Bedeutende Überlegungen zu diesem Thema hat Klaus Grawe angestellt, der dazu beigetragen hat, die Psychotherapie „von der Konfession zur Profession“ weiterzuentwickeln. Er hat fünf Wirkfaktoren der Psychotherapie herausgefunden, welchen bis heute nicht widersprochen werden kann:
- Therapeutische Beziehung. Hierzu lesen Sie bitte den Abschnitt Der Rahmen: Beziehung.
- Ressourcenaktivierung. Wenn Sie sich in Therapie begeben, fühlen Sie sich vielleicht schwach und unzulänglich. Dies ist im Zustand von Leiden auch nachvollziehbar. Jedoch schlummern in Ihnen jede Menge Fähigkeiten, die aktiviert und entfaltet werden können. Die Ressourcen zum Gesundwerden liegen in Ihnen. Das Glas ist eben nicht nur halb leer, sondern auch halb voll…
- Problemaktualisierung. Hiermit ist gemeint, dass Ihre Schwierigkeiten nicht nur theoretisch besprochen werden sollen, sondern in der Psychotherapie erlebbar werden sollen. Ein Beispiel: Wenn Sie Angst vor dem Verlust Ihrer engsten Bezugspersonen haben, könnte sich diese Angst auch im Hinblick auf Ihre Therapeutin einstellen. In diesem Fall sind die Verlustängste viel besser zu bearbeiten als nur in der distanzierten Besprechung. Andere Möglichkeiten der Problemaktualisierung sind z.B. Imaginationsübungen (also ein intensives Sich-Vorstellen) oder auch das gemeinsame Aufsuchen realer Situationen (Exposition).
- Klärung. Die Frage nach dem Warum zu stellen, ist zutiefst menschlich und zugleich förderlich für das Gelingen der Behandlung. Warum sind wir so geworden, wie wir sind? Welche sind unsere Motive? Was hält unser Erleben und Verhalten aufrecht?
- Bewältigung. Dieser Faktor scheint auf den ersten Blick der wichtigste zu sein, schließlich begibt man sich in die Therapie „um Schwierigkeiten zu bewältigen”. Sind jedoch die vier anderen Wirkfaktoren bereits erfüllt, ist es zur Bewältigung gar nicht mehr weit. Diese kann auf ganz unterschiedliche Weise geschehen – je nach Ansatz.
Wann wird Psychotherapie angewendet?
Die Wirksamkeit verschiedener psychotherapeutischer Verfahren, z.B. der Verhaltenstherapie und der tiefenpsychologisch fundierten Psychotherapie, ist wissenschaftlich nachgewiesen. Die Datenlage hinsichtlich der Verhaltenstherapie ist hierbei besonders umfassend und belastbar.
Man wendet die Verhaltenstherapie bei den meisten psychischen Störungen und Belastungen an, z.B. bei Depressionen, Angststörungen, Zwangserkrankungen und Traumafolgestörungen.
Welche Verfahren werden von dem Begriff Psychotherapie umfasst?

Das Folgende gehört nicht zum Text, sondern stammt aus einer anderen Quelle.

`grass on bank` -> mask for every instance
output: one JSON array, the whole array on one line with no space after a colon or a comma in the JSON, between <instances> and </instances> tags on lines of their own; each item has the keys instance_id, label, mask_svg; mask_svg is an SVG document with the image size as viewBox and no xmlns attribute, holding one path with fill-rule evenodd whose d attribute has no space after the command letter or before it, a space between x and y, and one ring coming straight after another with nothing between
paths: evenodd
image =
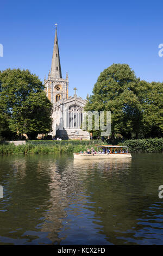
<instances>
[{"instance_id":1,"label":"grass on bank","mask_svg":"<svg viewBox=\"0 0 163 256\"><path fill-rule=\"evenodd\" d=\"M68 153L85 151L87 148L107 144L101 141L60 141L27 142L25 145L15 146L13 143L0 144L0 154ZM163 139L145 139L126 141L120 145L127 146L129 152L162 152Z\"/></svg>"}]
</instances>

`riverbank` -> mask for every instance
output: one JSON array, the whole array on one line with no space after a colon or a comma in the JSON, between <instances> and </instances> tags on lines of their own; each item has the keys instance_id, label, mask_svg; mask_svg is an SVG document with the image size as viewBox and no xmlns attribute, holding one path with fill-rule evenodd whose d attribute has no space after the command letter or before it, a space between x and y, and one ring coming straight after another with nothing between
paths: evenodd
<instances>
[{"instance_id":1,"label":"riverbank","mask_svg":"<svg viewBox=\"0 0 163 256\"><path fill-rule=\"evenodd\" d=\"M24 145L12 143L0 144L0 154L65 153L84 151L93 147L97 150L98 145L108 144L101 140L91 141L31 141ZM119 145L128 147L130 153L163 152L163 139L145 139L126 141Z\"/></svg>"}]
</instances>

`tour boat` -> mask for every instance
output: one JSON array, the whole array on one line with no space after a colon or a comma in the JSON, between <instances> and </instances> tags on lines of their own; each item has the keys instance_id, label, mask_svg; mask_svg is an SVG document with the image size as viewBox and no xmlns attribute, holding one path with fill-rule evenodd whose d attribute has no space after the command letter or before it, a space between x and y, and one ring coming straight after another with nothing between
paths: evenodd
<instances>
[{"instance_id":1,"label":"tour boat","mask_svg":"<svg viewBox=\"0 0 163 256\"><path fill-rule=\"evenodd\" d=\"M107 152L109 149L109 154L87 154L87 153L73 153L74 159L121 159L131 158L131 155L128 152L127 147L112 146L108 145L102 145L97 146L97 148L101 148L102 151L104 149Z\"/></svg>"}]
</instances>

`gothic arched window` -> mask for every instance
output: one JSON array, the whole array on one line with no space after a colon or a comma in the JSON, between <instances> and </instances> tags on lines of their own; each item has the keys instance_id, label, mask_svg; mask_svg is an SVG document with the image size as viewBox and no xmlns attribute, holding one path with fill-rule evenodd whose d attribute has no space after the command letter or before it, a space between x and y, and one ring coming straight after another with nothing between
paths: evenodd
<instances>
[{"instance_id":1,"label":"gothic arched window","mask_svg":"<svg viewBox=\"0 0 163 256\"><path fill-rule=\"evenodd\" d=\"M59 94L57 94L55 96L55 101L59 101L60 100L60 95Z\"/></svg>"},{"instance_id":2,"label":"gothic arched window","mask_svg":"<svg viewBox=\"0 0 163 256\"><path fill-rule=\"evenodd\" d=\"M83 109L77 105L71 106L67 111L67 127L80 128Z\"/></svg>"}]
</instances>

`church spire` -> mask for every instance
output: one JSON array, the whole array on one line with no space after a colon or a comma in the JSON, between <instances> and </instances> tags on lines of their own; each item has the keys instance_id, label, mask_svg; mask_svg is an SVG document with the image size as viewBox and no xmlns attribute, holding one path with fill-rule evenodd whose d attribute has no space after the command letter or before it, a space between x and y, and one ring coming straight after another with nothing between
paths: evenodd
<instances>
[{"instance_id":1,"label":"church spire","mask_svg":"<svg viewBox=\"0 0 163 256\"><path fill-rule=\"evenodd\" d=\"M58 41L57 38L57 24L55 23L55 34L54 43L54 48L53 52L53 57L51 66L51 76L52 77L54 78L61 78L62 74L61 71L60 58L59 58L59 47L58 47Z\"/></svg>"}]
</instances>

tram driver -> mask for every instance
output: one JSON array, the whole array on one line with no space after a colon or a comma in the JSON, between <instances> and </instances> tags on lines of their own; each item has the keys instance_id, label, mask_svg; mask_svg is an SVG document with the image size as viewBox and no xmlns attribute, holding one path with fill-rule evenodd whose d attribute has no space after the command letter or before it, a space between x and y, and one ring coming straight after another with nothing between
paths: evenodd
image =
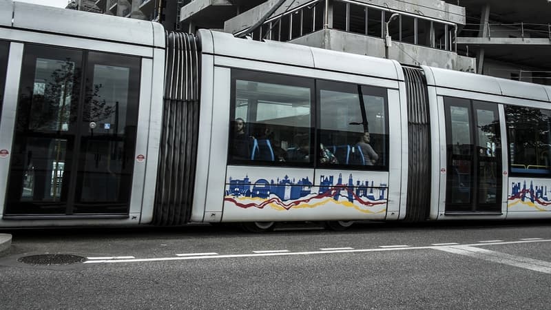
<instances>
[{"instance_id":1,"label":"tram driver","mask_svg":"<svg viewBox=\"0 0 551 310\"><path fill-rule=\"evenodd\" d=\"M233 159L251 159L251 139L245 133L245 121L238 117L235 121L233 132L233 145L232 155Z\"/></svg>"},{"instance_id":2,"label":"tram driver","mask_svg":"<svg viewBox=\"0 0 551 310\"><path fill-rule=\"evenodd\" d=\"M369 132L366 132L363 133L360 138L360 141L356 144L364 156L364 165L368 166L373 165L377 162L377 160L379 159L379 155L369 144L371 141L371 136Z\"/></svg>"}]
</instances>

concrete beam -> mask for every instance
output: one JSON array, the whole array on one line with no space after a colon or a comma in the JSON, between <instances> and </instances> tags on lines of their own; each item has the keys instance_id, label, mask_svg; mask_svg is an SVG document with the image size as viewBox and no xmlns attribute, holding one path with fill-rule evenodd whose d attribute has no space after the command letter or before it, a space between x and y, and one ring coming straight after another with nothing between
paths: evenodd
<instances>
[{"instance_id":1,"label":"concrete beam","mask_svg":"<svg viewBox=\"0 0 551 310\"><path fill-rule=\"evenodd\" d=\"M205 1L205 0L202 0ZM420 17L428 17L439 19L444 21L453 23L458 25L464 25L466 23L465 8L458 6L447 3L440 0L357 0L357 2L364 3L367 5L377 7L382 10L389 9L404 12L406 13L417 15ZM194 1L195 2L195 1ZM264 3L253 8L245 13L228 19L224 23L224 31L229 33L236 33L246 29L253 25L262 17L277 0L269 0ZM292 0L287 1L276 10L272 17L277 17L283 12L292 10L293 8L312 2L312 0ZM193 2L192 2L193 3ZM289 3L289 4L287 4ZM322 5L323 3L320 3ZM291 6L289 6L291 5Z\"/></svg>"},{"instance_id":2,"label":"concrete beam","mask_svg":"<svg viewBox=\"0 0 551 310\"><path fill-rule=\"evenodd\" d=\"M479 38L472 37L459 37L457 45L551 45L551 40L546 38Z\"/></svg>"},{"instance_id":3,"label":"concrete beam","mask_svg":"<svg viewBox=\"0 0 551 310\"><path fill-rule=\"evenodd\" d=\"M290 42L360 55L384 57L384 41L382 39L333 29L317 31ZM393 42L388 49L388 55L389 59L408 65L425 65L470 72L474 72L476 68L474 58L401 42Z\"/></svg>"}]
</instances>

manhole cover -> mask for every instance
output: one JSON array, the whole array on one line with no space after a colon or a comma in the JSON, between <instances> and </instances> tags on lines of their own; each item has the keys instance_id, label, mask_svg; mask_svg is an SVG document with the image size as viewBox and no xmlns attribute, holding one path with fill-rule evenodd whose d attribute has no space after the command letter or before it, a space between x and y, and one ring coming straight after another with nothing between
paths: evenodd
<instances>
[{"instance_id":1,"label":"manhole cover","mask_svg":"<svg viewBox=\"0 0 551 310\"><path fill-rule=\"evenodd\" d=\"M41 254L31 255L30 256L22 257L17 260L21 262L30 265L71 265L76 262L82 262L86 258L82 256L70 254Z\"/></svg>"}]
</instances>

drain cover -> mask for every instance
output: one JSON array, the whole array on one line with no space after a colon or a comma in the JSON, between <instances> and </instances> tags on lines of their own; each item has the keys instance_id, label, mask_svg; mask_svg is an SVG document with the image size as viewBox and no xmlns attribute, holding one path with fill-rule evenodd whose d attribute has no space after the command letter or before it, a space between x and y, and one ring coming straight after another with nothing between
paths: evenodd
<instances>
[{"instance_id":1,"label":"drain cover","mask_svg":"<svg viewBox=\"0 0 551 310\"><path fill-rule=\"evenodd\" d=\"M17 261L30 265L71 265L82 262L86 258L70 254L41 254L20 258Z\"/></svg>"}]
</instances>

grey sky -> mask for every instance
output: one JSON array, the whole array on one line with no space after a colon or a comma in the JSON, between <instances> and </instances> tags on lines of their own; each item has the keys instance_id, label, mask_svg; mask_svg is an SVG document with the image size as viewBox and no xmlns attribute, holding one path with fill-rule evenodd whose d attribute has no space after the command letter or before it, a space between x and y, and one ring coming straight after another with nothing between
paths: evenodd
<instances>
[{"instance_id":1,"label":"grey sky","mask_svg":"<svg viewBox=\"0 0 551 310\"><path fill-rule=\"evenodd\" d=\"M28 2L30 3L41 4L43 6L55 6L56 8L65 8L67 6L67 0L16 0L21 2Z\"/></svg>"}]
</instances>

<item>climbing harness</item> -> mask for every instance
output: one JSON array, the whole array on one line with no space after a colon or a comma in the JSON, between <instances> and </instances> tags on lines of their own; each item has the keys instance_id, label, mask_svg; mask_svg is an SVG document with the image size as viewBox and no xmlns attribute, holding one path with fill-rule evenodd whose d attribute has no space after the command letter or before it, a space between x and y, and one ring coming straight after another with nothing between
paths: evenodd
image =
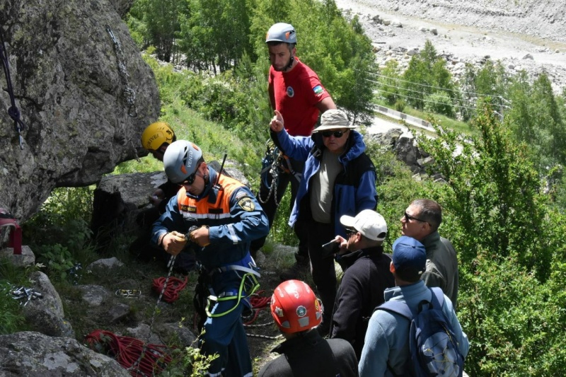
<instances>
[{"instance_id":1,"label":"climbing harness","mask_svg":"<svg viewBox=\"0 0 566 377\"><path fill-rule=\"evenodd\" d=\"M32 300L43 297L42 294L36 291L33 288L25 288L25 286L11 288L10 294L12 298L19 301L20 305L22 306L25 306Z\"/></svg>"},{"instance_id":2,"label":"climbing harness","mask_svg":"<svg viewBox=\"0 0 566 377\"><path fill-rule=\"evenodd\" d=\"M125 297L127 298L142 297L142 291L139 289L118 289L115 293L118 297Z\"/></svg>"},{"instance_id":3,"label":"climbing harness","mask_svg":"<svg viewBox=\"0 0 566 377\"><path fill-rule=\"evenodd\" d=\"M106 31L114 42L114 50L116 53L116 60L118 64L118 73L120 74L122 84L124 86L124 94L128 105L128 115L132 117L137 117L137 110L136 110L136 92L129 87L129 74L128 74L126 69L124 52L122 51L120 41L114 35L114 32L108 25L106 25Z\"/></svg>"},{"instance_id":4,"label":"climbing harness","mask_svg":"<svg viewBox=\"0 0 566 377\"><path fill-rule=\"evenodd\" d=\"M243 266L238 266L236 265L231 265L229 266L224 266L213 269L209 272L209 275L212 276L215 273L223 273L228 271L239 271L244 273L243 275L241 277L241 280L240 282L240 286L238 289L238 291L226 291L221 293L218 296L216 296L214 292L210 289L210 294L207 298L207 306L204 308L204 311L208 317L214 318L226 315L229 313L236 309L243 299L249 299L249 298L260 288L260 283L258 282L257 279L258 277L260 277L260 273L253 268L245 267ZM231 308L224 313L213 314L210 312L210 308L214 307L216 303L226 301L229 300L237 300Z\"/></svg>"},{"instance_id":5,"label":"climbing harness","mask_svg":"<svg viewBox=\"0 0 566 377\"><path fill-rule=\"evenodd\" d=\"M22 131L25 128L25 124L20 119L20 110L16 105L16 98L13 95L13 88L12 88L12 81L10 79L10 66L8 63L8 52L4 45L4 36L2 33L2 28L0 28L0 58L2 59L2 66L4 69L6 76L6 83L8 86L8 94L10 95L10 103L11 106L8 109L8 115L13 120L16 130L18 132L18 138L20 141L20 149L23 150L22 138Z\"/></svg>"},{"instance_id":6,"label":"climbing harness","mask_svg":"<svg viewBox=\"0 0 566 377\"><path fill-rule=\"evenodd\" d=\"M279 184L279 175L285 173L292 175L297 180L301 181L301 173L297 173L293 169L290 158L285 156L279 148L275 145L272 140L269 139L265 143L265 154L261 161L262 170L260 172L260 185L269 187L267 196L262 198L260 195L258 195L258 199L261 204L265 204L269 201L271 195L275 202L275 206L279 206L279 201L277 199L277 187ZM271 184L269 183L269 177L272 178ZM280 198L279 198L280 200Z\"/></svg>"}]
</instances>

Mittlerweile existiert eine Vielzahl psychotherapeutischer Verfahren. In unserem Hause finden Sie vor allem die Grundorientierung Verhaltenstherapie vor.
Im Rahmen der sogenannten “dritten Welle der Verhaltenstherapie” wurde diese um verschiedene Methoden ergänzt. Auch tiefenpsychologische Modelle fließen hierbei ein. Einige haben dies “tiefenpsychologisch denken, verhaltenstherapeutisch handeln” genannt.
Besonders zu nennen sind:
Was ist der Unterschied zwischen einem (jeweils m/w/d) Psychologen, einem Psychologischen oder Ärztlichen Psychotherapeuten, einem Psychiater und einem Psychosomatiker?
Zum Beruf des Psychotherapeuten führen zwei Wege: der eine über das Psychologie- und der zweite über das Medizinstudium.
Nach dem Studium ist der Psychologiestudent Psychologe. In einer mehrjährigen theoretischen und praktischen Weiterbildung erwirbt er die Qualifikation als Psychotherapeut, wird dann approbiert (= staatlich zugelassen) und ist Psychologischer Psychotherapeut.
Ärzte erlangen die Approbation, also ihre staatliche Zulassung, direkt nach dem Studium. Auch sie müssen dann noch eine mehrjährige Weiterbildung absolvieren, um danach eine Facharztprüfung ablegen zu können. Dies kann als Zugangsweg zur Psychotherapie entweder der Facharzt für Psychiatrie und Psychotherapie (= Psychiater) oder der Facharzt für Psychosomatische Medizin und Psychotherapie (=Psychosomatiker) sein.
Früher war es möglich, direkt nach dem Medizinstudium eine Psychotherapieausbildung zu beginnen. Diese Ärzte sind dann Ärztliche Psychotherapeuten ohne Facharztbezeichnung. Die einschlägigen Facharztbezeichnungen haben einen großen Überschneidungsbereich. Häufig sind Psychiater eher biologisch orientiert und und Psychosomatiker haben ihren Schwerpunkt oft eher im Bereich der Psychotherapie.